The contact Silver has with women can help them consider the option of counseling. “Sometimes me sitting down with them – having someone really listen to them – opens women up to the idea. I think it’s important to incorporate some kind of counseling into treatment for perinatal depression. Medication helps, but counseling and medication together are most effective.”

In addition to supportive psychotherapy and medications, Dr. Rubenstein emphasizes a few other things that can be of significant help to women. Postpartum or perinatal depression support groups can be invaluable. A social mothers group can also reduce isolation and increase support. The disrupted sleep most mothers struggle with in the early weeks and months of a baby’s life can compound psychological difficulties, so protecting sleep is paramount for women who are struggling with depression. Dr. Rubenstein helps women think through how to make that happen, whether it means pumping during the day, preparing bottles for a partner to give, napping when the baby does, or accepting additional help from family and close friends. Finally, though it can be challenging for a new mother, taking time for herself is essential. “Sometimes women need permission to ask for what they need,” says Dr. Rubenstein. “If necessary, we’ll bring a dad into a session so that he knows how important this is for the whole family.”
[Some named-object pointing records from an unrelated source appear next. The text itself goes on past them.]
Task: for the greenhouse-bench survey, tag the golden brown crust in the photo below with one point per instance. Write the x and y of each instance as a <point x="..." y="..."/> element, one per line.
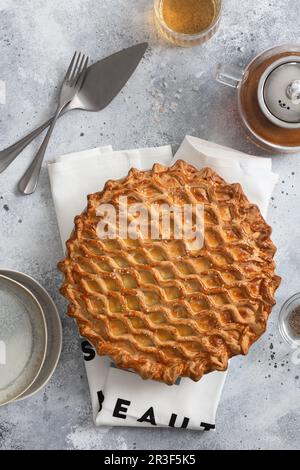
<point x="158" y="308"/>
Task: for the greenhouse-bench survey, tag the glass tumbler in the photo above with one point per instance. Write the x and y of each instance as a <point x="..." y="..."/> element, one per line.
<point x="182" y="39"/>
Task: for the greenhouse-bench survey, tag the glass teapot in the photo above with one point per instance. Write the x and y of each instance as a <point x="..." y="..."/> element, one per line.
<point x="268" y="92"/>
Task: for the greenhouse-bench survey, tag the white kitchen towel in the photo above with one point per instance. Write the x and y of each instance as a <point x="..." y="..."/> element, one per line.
<point x="122" y="398"/>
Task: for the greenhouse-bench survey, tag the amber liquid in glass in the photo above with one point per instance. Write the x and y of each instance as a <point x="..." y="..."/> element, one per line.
<point x="188" y="16"/>
<point x="252" y="114"/>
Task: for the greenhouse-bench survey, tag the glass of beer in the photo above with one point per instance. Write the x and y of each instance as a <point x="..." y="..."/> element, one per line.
<point x="187" y="22"/>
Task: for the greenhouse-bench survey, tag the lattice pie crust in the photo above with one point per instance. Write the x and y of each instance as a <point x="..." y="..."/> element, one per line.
<point x="157" y="308"/>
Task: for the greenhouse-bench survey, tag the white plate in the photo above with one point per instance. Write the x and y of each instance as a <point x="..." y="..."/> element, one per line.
<point x="54" y="330"/>
<point x="23" y="339"/>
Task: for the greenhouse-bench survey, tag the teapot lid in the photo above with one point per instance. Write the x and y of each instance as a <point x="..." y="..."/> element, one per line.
<point x="279" y="92"/>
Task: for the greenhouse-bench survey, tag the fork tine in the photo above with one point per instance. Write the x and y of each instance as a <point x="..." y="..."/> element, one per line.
<point x="81" y="75"/>
<point x="68" y="74"/>
<point x="74" y="72"/>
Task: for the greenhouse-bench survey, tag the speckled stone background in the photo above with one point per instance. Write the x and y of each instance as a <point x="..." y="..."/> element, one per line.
<point x="171" y="94"/>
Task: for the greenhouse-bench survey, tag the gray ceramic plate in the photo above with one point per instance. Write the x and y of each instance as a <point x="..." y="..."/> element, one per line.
<point x="54" y="330"/>
<point x="23" y="339"/>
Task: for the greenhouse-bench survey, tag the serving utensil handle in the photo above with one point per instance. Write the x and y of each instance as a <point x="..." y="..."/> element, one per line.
<point x="8" y="155"/>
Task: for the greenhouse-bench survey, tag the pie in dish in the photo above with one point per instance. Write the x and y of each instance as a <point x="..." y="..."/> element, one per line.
<point x="159" y="307"/>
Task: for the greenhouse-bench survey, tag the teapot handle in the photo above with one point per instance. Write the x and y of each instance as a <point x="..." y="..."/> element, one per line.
<point x="229" y="75"/>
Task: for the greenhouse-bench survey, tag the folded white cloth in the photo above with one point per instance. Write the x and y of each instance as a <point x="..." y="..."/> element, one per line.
<point x="122" y="398"/>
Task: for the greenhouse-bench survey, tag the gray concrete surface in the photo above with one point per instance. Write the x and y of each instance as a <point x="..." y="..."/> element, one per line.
<point x="172" y="94"/>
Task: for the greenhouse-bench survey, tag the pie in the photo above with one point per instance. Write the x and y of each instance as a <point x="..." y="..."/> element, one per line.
<point x="160" y="307"/>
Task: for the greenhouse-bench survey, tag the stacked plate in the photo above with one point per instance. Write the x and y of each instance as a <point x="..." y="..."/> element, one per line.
<point x="30" y="336"/>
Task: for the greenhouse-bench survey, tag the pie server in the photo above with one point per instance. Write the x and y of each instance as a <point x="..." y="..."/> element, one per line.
<point x="104" y="81"/>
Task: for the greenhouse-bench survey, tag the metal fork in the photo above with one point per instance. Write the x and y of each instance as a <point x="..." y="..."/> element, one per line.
<point x="71" y="84"/>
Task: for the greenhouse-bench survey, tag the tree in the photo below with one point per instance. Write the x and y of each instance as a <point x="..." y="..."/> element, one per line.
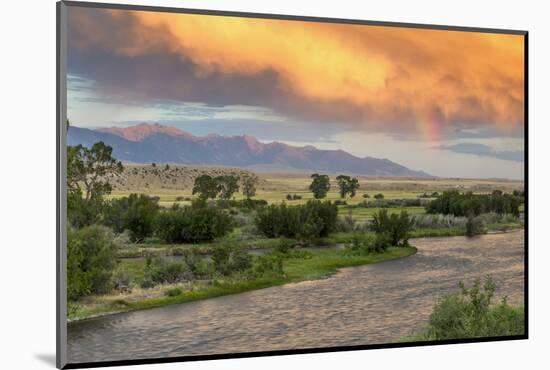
<point x="87" y="181"/>
<point x="91" y="261"/>
<point x="227" y="185"/>
<point x="319" y="186"/>
<point x="249" y="182"/>
<point x="87" y="170"/>
<point x="347" y="185"/>
<point x="206" y="187"/>
<point x="135" y="213"/>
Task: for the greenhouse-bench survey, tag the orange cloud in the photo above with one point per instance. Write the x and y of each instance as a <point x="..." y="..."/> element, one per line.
<point x="389" y="75"/>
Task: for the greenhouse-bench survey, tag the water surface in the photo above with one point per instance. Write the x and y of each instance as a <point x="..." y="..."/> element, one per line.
<point x="369" y="304"/>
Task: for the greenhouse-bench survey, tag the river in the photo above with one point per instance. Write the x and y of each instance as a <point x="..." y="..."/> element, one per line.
<point x="370" y="304"/>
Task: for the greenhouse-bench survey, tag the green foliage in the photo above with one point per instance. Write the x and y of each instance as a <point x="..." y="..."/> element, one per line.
<point x="469" y="314"/>
<point x="135" y="213"/>
<point x="87" y="183"/>
<point x="466" y="204"/>
<point x="206" y="186"/>
<point x="227" y="185"/>
<point x="173" y="292"/>
<point x="248" y="183"/>
<point x="364" y="244"/>
<point x="268" y="265"/>
<point x="347" y="185"/>
<point x="475" y="226"/>
<point x="229" y="259"/>
<point x="197" y="223"/>
<point x="310" y="220"/>
<point x="395" y="227"/>
<point x="91" y="261"/>
<point x="160" y="271"/>
<point x="320" y="185"/>
<point x="87" y="169"/>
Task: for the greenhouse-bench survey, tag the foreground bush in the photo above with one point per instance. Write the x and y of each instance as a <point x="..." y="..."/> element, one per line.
<point x="197" y="223"/>
<point x="465" y="204"/>
<point x="395" y="228"/>
<point x="469" y="314"/>
<point x="135" y="213"/>
<point x="91" y="261"/>
<point x="229" y="259"/>
<point x="311" y="220"/>
<point x="475" y="226"/>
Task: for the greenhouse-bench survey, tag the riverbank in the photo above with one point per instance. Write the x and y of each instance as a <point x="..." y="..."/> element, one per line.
<point x="309" y="266"/>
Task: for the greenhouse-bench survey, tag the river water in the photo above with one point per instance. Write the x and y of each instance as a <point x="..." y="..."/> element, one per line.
<point x="369" y="304"/>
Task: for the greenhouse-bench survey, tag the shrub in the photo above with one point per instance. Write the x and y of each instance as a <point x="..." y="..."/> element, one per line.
<point x="362" y="244"/>
<point x="173" y="292"/>
<point x="475" y="226"/>
<point x="91" y="261"/>
<point x="311" y="220"/>
<point x="395" y="227"/>
<point x="160" y="271"/>
<point x="229" y="259"/>
<point x="464" y="204"/>
<point x="197" y="223"/>
<point x="469" y="314"/>
<point x="268" y="265"/>
<point x="438" y="221"/>
<point x="284" y="245"/>
<point x="135" y="213"/>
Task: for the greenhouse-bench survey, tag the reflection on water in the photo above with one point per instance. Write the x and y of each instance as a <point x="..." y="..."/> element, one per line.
<point x="362" y="305"/>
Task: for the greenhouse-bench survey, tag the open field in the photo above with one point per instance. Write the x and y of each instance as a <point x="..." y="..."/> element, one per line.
<point x="173" y="184"/>
<point x="312" y="266"/>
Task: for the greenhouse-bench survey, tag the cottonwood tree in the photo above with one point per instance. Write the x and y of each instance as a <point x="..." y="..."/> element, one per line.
<point x="320" y="185"/>
<point x="249" y="182"/>
<point x="88" y="168"/>
<point x="227" y="185"/>
<point x="347" y="185"/>
<point x="206" y="186"/>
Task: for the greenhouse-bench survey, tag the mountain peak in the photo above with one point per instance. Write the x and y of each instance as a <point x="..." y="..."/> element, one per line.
<point x="143" y="130"/>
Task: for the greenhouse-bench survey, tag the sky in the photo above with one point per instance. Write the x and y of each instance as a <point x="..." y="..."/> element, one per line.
<point x="449" y="103"/>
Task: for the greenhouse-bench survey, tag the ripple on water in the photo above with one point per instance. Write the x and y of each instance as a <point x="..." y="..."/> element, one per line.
<point x="370" y="304"/>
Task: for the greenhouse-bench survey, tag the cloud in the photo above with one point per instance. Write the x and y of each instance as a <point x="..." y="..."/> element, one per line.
<point x="484" y="151"/>
<point x="382" y="78"/>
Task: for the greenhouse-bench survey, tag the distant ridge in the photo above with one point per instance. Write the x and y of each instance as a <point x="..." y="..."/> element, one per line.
<point x="147" y="143"/>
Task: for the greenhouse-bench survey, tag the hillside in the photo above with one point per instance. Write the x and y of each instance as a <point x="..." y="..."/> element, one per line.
<point x="148" y="143"/>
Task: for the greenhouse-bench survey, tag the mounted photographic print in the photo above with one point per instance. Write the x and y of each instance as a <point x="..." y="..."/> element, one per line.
<point x="236" y="184"/>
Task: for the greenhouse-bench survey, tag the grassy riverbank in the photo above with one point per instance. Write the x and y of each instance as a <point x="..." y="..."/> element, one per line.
<point x="308" y="266"/>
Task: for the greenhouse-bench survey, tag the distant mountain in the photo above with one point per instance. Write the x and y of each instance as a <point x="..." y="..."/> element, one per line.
<point x="147" y="143"/>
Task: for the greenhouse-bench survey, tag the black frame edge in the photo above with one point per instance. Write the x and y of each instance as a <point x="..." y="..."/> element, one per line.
<point x="61" y="355"/>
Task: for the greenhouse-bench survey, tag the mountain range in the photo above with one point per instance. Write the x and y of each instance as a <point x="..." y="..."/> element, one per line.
<point x="147" y="143"/>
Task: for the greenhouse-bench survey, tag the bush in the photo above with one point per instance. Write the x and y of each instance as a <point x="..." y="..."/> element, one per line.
<point x="197" y="223"/>
<point x="363" y="244"/>
<point x="311" y="220"/>
<point x="475" y="226"/>
<point x="160" y="271"/>
<point x="229" y="259"/>
<point x="469" y="314"/>
<point x="465" y="204"/>
<point x="173" y="292"/>
<point x="91" y="261"/>
<point x="135" y="213"/>
<point x="268" y="265"/>
<point x="394" y="227"/>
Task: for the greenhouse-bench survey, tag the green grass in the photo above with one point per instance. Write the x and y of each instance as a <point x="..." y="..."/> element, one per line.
<point x="362" y="214"/>
<point x="317" y="265"/>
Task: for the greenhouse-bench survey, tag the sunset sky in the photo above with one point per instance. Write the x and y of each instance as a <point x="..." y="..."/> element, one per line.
<point x="446" y="102"/>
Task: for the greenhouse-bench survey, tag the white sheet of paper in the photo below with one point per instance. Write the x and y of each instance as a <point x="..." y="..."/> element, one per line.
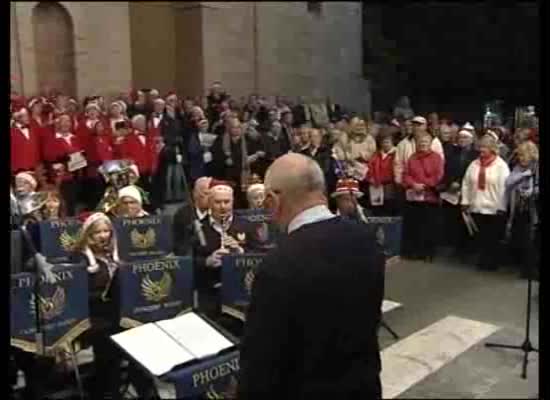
<point x="76" y="162"/>
<point x="452" y="198"/>
<point x="153" y="348"/>
<point x="413" y="195"/>
<point x="195" y="334"/>
<point x="376" y="195"/>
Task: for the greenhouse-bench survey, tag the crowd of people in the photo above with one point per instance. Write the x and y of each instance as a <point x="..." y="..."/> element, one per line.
<point x="477" y="182"/>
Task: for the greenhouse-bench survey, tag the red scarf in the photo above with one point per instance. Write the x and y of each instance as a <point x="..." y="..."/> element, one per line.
<point x="484" y="162"/>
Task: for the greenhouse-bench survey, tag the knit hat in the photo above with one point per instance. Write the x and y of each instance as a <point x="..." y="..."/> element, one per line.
<point x="347" y="186"/>
<point x="217" y="186"/>
<point x="27" y="177"/>
<point x="132" y="192"/>
<point x="91" y="220"/>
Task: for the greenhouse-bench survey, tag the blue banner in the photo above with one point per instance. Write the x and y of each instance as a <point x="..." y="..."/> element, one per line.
<point x="57" y="238"/>
<point x="388" y="234"/>
<point x="238" y="273"/>
<point x="16" y="251"/>
<point x="153" y="290"/>
<point x="143" y="238"/>
<point x="63" y="308"/>
<point x="211" y="379"/>
<point x="265" y="233"/>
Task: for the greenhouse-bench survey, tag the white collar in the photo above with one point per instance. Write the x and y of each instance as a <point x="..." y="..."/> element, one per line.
<point x="310" y="216"/>
<point x="200" y="214"/>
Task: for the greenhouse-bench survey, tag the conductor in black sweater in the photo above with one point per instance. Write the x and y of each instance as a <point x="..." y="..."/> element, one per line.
<point x="311" y="329"/>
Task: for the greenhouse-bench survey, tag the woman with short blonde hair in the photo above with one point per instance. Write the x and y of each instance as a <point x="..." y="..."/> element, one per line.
<point x="483" y="196"/>
<point x="522" y="189"/>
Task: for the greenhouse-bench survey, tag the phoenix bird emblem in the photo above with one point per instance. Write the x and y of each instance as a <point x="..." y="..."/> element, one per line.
<point x="249" y="280"/>
<point x="50" y="307"/>
<point x="229" y="393"/>
<point x="67" y="241"/>
<point x="156" y="291"/>
<point x="143" y="240"/>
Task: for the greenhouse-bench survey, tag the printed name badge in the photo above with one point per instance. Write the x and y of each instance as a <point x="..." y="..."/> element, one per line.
<point x="76" y="162"/>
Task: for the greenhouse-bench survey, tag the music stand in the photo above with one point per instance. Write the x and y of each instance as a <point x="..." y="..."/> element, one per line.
<point x="526" y="346"/>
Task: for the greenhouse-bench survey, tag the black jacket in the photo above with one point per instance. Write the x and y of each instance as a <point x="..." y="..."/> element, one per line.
<point x="303" y="337"/>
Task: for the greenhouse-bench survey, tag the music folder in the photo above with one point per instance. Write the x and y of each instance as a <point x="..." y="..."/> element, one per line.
<point x="163" y="345"/>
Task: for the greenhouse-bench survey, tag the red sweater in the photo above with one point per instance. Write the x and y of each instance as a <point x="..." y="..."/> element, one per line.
<point x="25" y="153"/>
<point x="381" y="168"/>
<point x="142" y="154"/>
<point x="425" y="168"/>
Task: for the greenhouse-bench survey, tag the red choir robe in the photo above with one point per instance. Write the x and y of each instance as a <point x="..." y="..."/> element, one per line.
<point x="25" y="148"/>
<point x="140" y="149"/>
<point x="58" y="150"/>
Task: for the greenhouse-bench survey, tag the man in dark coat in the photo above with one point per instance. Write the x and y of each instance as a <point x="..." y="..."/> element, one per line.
<point x="301" y="338"/>
<point x="457" y="160"/>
The good news is that with treatment, the prognosis for perinatal depression is excellent. After Amy got better, she connected with a midwife in her area and the two of them began a support group for women with postpartum depression. Amy found the group to be a great source of support and connection for her, as well as a way to de-stigmatize PPD and help other mothers.

When she became pregnant with her second child, she knew it was likely she would experience the symptoms of depression again; she just didn’t expect that they would begin in her second trimester. “That threw me for a loop. I didn’t expect it to happen prenatally. I went right away to one of the midwives I was seeing. I asked for an emergency appointment, and I explained what was happening. They knew my history, and I started on meds right away … that really helped a lot.”

What had taken nearly a year to get better after her son was born was under control within a few days during her second pregnancy. She had more support, could recognize what was happening, and knew how to get help. Fourteen years later, Amy still facilitates her perinatal depression support group. The need for it hasn’t gone away, though happily there are far more resources available today than there were when she first became depressed. Meeting with other women who have gone through perinatal depression and made a complete recovery is reassuring for newcomers to the group. “This isn’t a life sentence,” says Amy, “though it’s hard to believe when you’re in it. There is a light at the end of the tunnel. It gets better.”